Having those explanations will accelerate the process of coming up with a solution. If you’ve involved the right stakeholders, you should hear clear answers, like “What you’re looking at was a known and expected anomaly that can be explained by X,Y,Z.”
It should be a regular communication process, whether you meet regularly or on an ad hoc basis but you should require people from both sides – the outside counsel and internal team members.
Having a transparent, single source of truth is really important from a defensibility standpoint since it will show where those decisions were made and where you may have gotten stuck. If you’re showing negligence because you didn’t respond to emails is very different from ‘you had to really dig in and investigate.’ The scanned hard copies of documents will all be tracked in the right tool when you’re managing that process with your partners.
It’s all about people, process and technology. And transparency.
5. Stay on top of new developments from the ARRC and SEC.
There are some very critical milestone deadlines set by the Alternative Reference Rate Committee (ARRC), which is the group that was assembled by the Federal Reserve and the Federal Reserve Bank of New York to come up with a more robust reference rate. They have some very helpful information on their website. It includes some timelines and milestones, two of which were dated June 30. If you look on their website, you’ll see deadlines for work that needs to happen under the hood to make sure systems are in place for IT groups to be able to handle a LIBOR transition. ARRC already has recommendations out there about new contracts which would impact what you’re doing right now and moving forward.

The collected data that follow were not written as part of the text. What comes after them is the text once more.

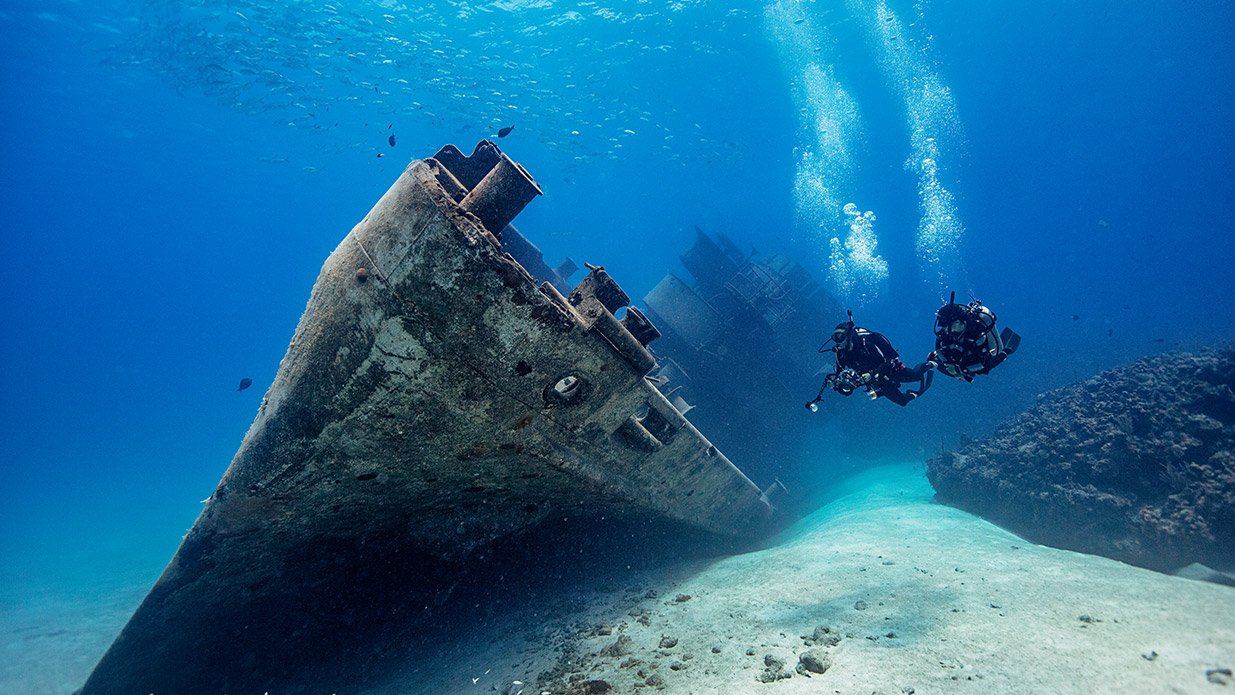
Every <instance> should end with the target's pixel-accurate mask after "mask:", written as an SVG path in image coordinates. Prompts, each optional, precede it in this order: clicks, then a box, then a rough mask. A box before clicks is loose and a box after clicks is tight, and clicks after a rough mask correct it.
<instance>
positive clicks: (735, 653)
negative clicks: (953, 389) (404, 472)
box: [0, 465, 1235, 695]
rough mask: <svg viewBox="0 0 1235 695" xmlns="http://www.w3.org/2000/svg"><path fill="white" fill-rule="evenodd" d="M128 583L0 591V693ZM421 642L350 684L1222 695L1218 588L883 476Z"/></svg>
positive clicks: (394, 691) (78, 653)
mask: <svg viewBox="0 0 1235 695" xmlns="http://www.w3.org/2000/svg"><path fill="white" fill-rule="evenodd" d="M529 570H530V572H535V563H529ZM143 591H144V586H141V588H138V586H130V588H126V589H122V590H121V589H117V590H112V591H109V593H105V595H96V596H93V597H91V596H79V597H77V599H74V600H64V599H58V597H56V596H53V595H47V596H36V597H31V599H30V600H27V601H19V602H15V601H12V600H6V601H5V602H4V604H2V605H0V693H5V694H17V695H21V694H41V695H42V694H56V693H65V694H67V693H72V691H73V690H74V689H75V688H78V686H80V684H82V683H83V681H84V680H85V676H86V675H88V674H89V670H90V669H91V668H93V665H94V663H95V660H96V659H98V658H99V657H101V654H103V652H104V651H105V649H106V647H107V644H109V643H110V642H111V639H112V638H114V636H115V635H116V633H117V632H119V630H120V627H121V626H122V625H124V622H125V621H126V620H127V617H128V615H130V612H131V611H132V609H133V607H136V605H137V602H138V601H140V600H141V596H142V594H143ZM441 647H442V648H441V649H438V651H436V652H435V655H433V657H431V658H429V659H427V660H426V658H425V655H424V654H420V655H419V657H414V658H409V662H408V664H406V667H405V668H403V669H400V672H399V673H396V674H394V675H391V676H390V678H389V679H387V680H385V681H383V683H379V684H374V683H369V684H368V686H367V688H366V689H364V693H369V694H373V693H461V694H467V693H478V694H479V693H501V694H509V695H516V694H519V693H522V694H524V695H536V694H540V693H545V691H548V693H552V694H555V695H557V694H563V693H589V691H590V693H604V691H606V690H605V689H606V688H608V689H609V690H608V691H609V693H614V694H622V693H647V694H652V693H684V694H685V693H688V694H708V693H725V694H745V693H755V694H758V693H769V694H773V693H774V694H794V693H845V694H848V693H852V694H867V693H879V694H906V693H918V694H925V693H961V691H965V693H983V694H986V693H1052V694H1053V693H1086V694H1088V693H1235V679H1231V678H1229V676H1228V675H1225V674H1224V673H1223V669H1235V588H1230V586H1224V585H1219V584H1212V583H1205V581H1195V580H1191V579H1183V578H1178V576H1170V575H1163V574H1158V573H1155V572H1150V570H1145V569H1140V568H1135V567H1130V565H1126V564H1123V563H1119V562H1115V560H1110V559H1105V558H1100V557H1094V556H1086V554H1081V553H1073V552H1068V551H1060V549H1055V548H1047V547H1042V546H1035V544H1032V543H1028V542H1025V541H1024V539H1021V538H1019V537H1018V536H1015V535H1013V533H1009V532H1008V531H1004V530H1002V528H999V527H997V526H993V525H990V523H988V522H986V521H982V520H981V518H977V517H974V516H972V515H968V514H966V512H962V511H958V510H956V509H952V507H947V506H942V505H937V504H934V502H932V501H931V489H930V486H929V484H927V483H926V480H925V478H923V475H921V469H920V467H916V468H915V467H910V465H900V467H887V468H879V469H874V470H869V472H866V473H863V474H861V475H860V477H857V478H855V479H852V480H848V481H847V483H846V484H845V485H844V488H842V490H841V495H840V496H839V497H836V499H835V500H834V501H832V502H830V504H829V505H826V506H825V507H823V509H820V510H819V511H816V512H814V514H813V515H810V516H809V517H806V518H804V520H802V521H800V522H798V523H797V525H794V526H793V527H792V528H789V530H788V531H787V532H784V533H783V535H781V536H779V537H778V538H776V539H774V542H773V543H772V544H769V546H768V547H767V548H764V549H761V551H756V552H750V553H745V554H741V556H734V557H727V558H722V559H718V560H710V562H705V563H698V562H695V563H684V564H683V565H679V567H674V568H668V569H666V570H663V572H659V570H658V572H656V573H651V574H643V575H641V576H640V578H638V579H637V580H635V581H630V580H627V581H625V583H624V585H621V586H606V588H604V589H603V590H588V591H566V593H563V595H562V596H561V597H559V600H558V601H557V604H556V605H552V606H543V607H541V609H537V610H535V611H529V610H524V611H521V612H516V614H515V615H511V616H509V617H506V618H503V620H499V621H496V622H490V623H488V625H487V626H484V628H483V630H478V631H474V632H473V633H472V635H468V636H466V637H461V638H459V639H457V641H456V642H452V643H450V644H442V646H441ZM811 669H814V670H811ZM820 669H823V673H818V672H819V670H820ZM601 681H603V683H601ZM331 690H333V691H336V693H340V694H341V695H342V694H345V693H350V691H353V693H354V691H356V690H354V686H353V688H348V686H347V684H338V688H327V689H326V690H322V691H324V693H329V691H331Z"/></svg>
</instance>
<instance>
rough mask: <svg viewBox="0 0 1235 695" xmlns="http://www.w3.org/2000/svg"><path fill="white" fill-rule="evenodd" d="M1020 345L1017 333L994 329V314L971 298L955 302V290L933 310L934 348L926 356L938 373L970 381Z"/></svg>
mask: <svg viewBox="0 0 1235 695" xmlns="http://www.w3.org/2000/svg"><path fill="white" fill-rule="evenodd" d="M1018 347H1020V336H1018V335H1016V333H1015V332H1014V331H1013V330H1011V328H1004V330H1003V332H1002V333H999V332H995V314H994V311H990V309H988V307H986V306H983V305H982V302H981V301H978V300H973V301H971V302H969V304H956V291H955V290H953V291H952V296H951V298H950V299H948V300H947V304H945V305H944V306H941V307H940V309H939V311H936V312H935V351H934V352H931V353H930V356H927V358H926V359H927V362H930V363H932V364H934V365H935V367H936V368H937V369H939V370H940V372H942V373H944V374H947V375H948V377H951V378H953V379H965V380H966V381H972V380H973V378H974V377H977V375H978V374H988V373H989V372H990V370H992V369H994V368H995V367H998V365H999V364H1000V363H1003V360H1005V359H1008V356H1010V354H1011V353H1014V352H1016V348H1018Z"/></svg>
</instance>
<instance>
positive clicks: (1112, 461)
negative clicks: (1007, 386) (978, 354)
mask: <svg viewBox="0 0 1235 695" xmlns="http://www.w3.org/2000/svg"><path fill="white" fill-rule="evenodd" d="M1233 389H1235V348H1233V347H1225V348H1221V349H1213V351H1205V352H1200V353H1170V354H1162V356H1157V357H1152V358H1146V359H1141V360H1139V362H1136V363H1134V364H1130V365H1128V367H1123V368H1119V369H1114V370H1110V372H1105V373H1103V374H1099V375H1097V377H1094V378H1092V379H1089V380H1088V381H1084V383H1082V384H1076V385H1072V386H1067V388H1063V389H1058V390H1056V391H1052V393H1049V394H1044V395H1042V396H1040V397H1039V402H1037V404H1036V405H1035V406H1034V407H1031V409H1029V410H1028V411H1025V412H1023V414H1021V415H1019V416H1016V417H1014V418H1013V420H1010V421H1008V422H1005V423H1004V425H1003V426H1000V427H999V428H998V430H997V432H995V433H994V435H993V436H990V437H988V438H986V439H981V441H968V442H965V443H962V446H961V447H960V449H957V451H953V452H948V453H945V454H942V456H939V457H935V458H934V459H931V460H930V462H929V464H927V468H926V477H927V478H929V479H930V481H931V485H934V486H935V490H936V497H937V499H939V500H940V501H942V502H946V504H950V505H953V506H957V507H961V509H963V510H967V511H971V512H973V514H977V515H979V516H983V517H986V518H989V520H992V521H994V522H997V523H999V525H1002V526H1005V527H1008V528H1010V530H1013V531H1015V532H1018V533H1020V535H1023V536H1025V537H1026V538H1030V539H1032V541H1036V542H1040V543H1045V544H1050V546H1057V547H1062V548H1071V549H1076V551H1082V552H1087V553H1094V554H1102V556H1107V557H1111V558H1115V559H1120V560H1124V562H1128V563H1131V564H1137V565H1141V567H1147V568H1152V569H1158V570H1165V572H1167V570H1174V569H1178V568H1181V567H1183V565H1187V564H1189V563H1193V562H1199V563H1203V564H1205V565H1209V567H1214V568H1219V569H1223V568H1226V569H1229V568H1231V567H1235V393H1233Z"/></svg>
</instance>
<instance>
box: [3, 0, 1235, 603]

You can see the latest from ARRC here: https://www.newyorkfed.org/arrc
The SEC just recently announced that they’re doing a more proactive analysis of these efforts so their compliance inspection examination teams are also in preparation mode.
6. When it comes to regulatory compliance or courtroom litigation, the cardinal rule is to make sure that you haven’t ignored it.
Having that defensible process already in place will not only just save you time and money but will give you confidence if something were to go to litigation. You’re going to be judged by the SEC on the sincerity of your efforts. The one thing that regulators and judges do not abide is the sense that somebody has ignored a regulatory mandate.
By leveraging the technology, you’ll have a solid narrative to bring to court, to an arbitration, regulatory hearing or proceeding. You’ll be able to show that you made an effort, and for lack of a better phrase, you didn’t just “blow it off.” That is the difference between being ready or having your feet held to the fire from start to finish.
Every litigator or trial lawyer will tell you the one thing you can expect is that you’ll never know what to expect. The one thing you can control is your process and setting up a plan that makes sense, executing on that plan with oversight, auditing and then documenting that plan so that you can go back and answer questions. You can do that today leveraging this technology exponentially better than you could ever have done it even three years ago.
7. Ultimately, it’s about the overall health of your business.
The world has been forced to digitize, but the LIBOR transition gives you a unique opportunity to not only address this particular regulation, but really to become more efficient and comprehensive in the way you evaluate your business. That will place your enterprise in a position of strength for the long haul, long after the LIBOR transition has come and gone.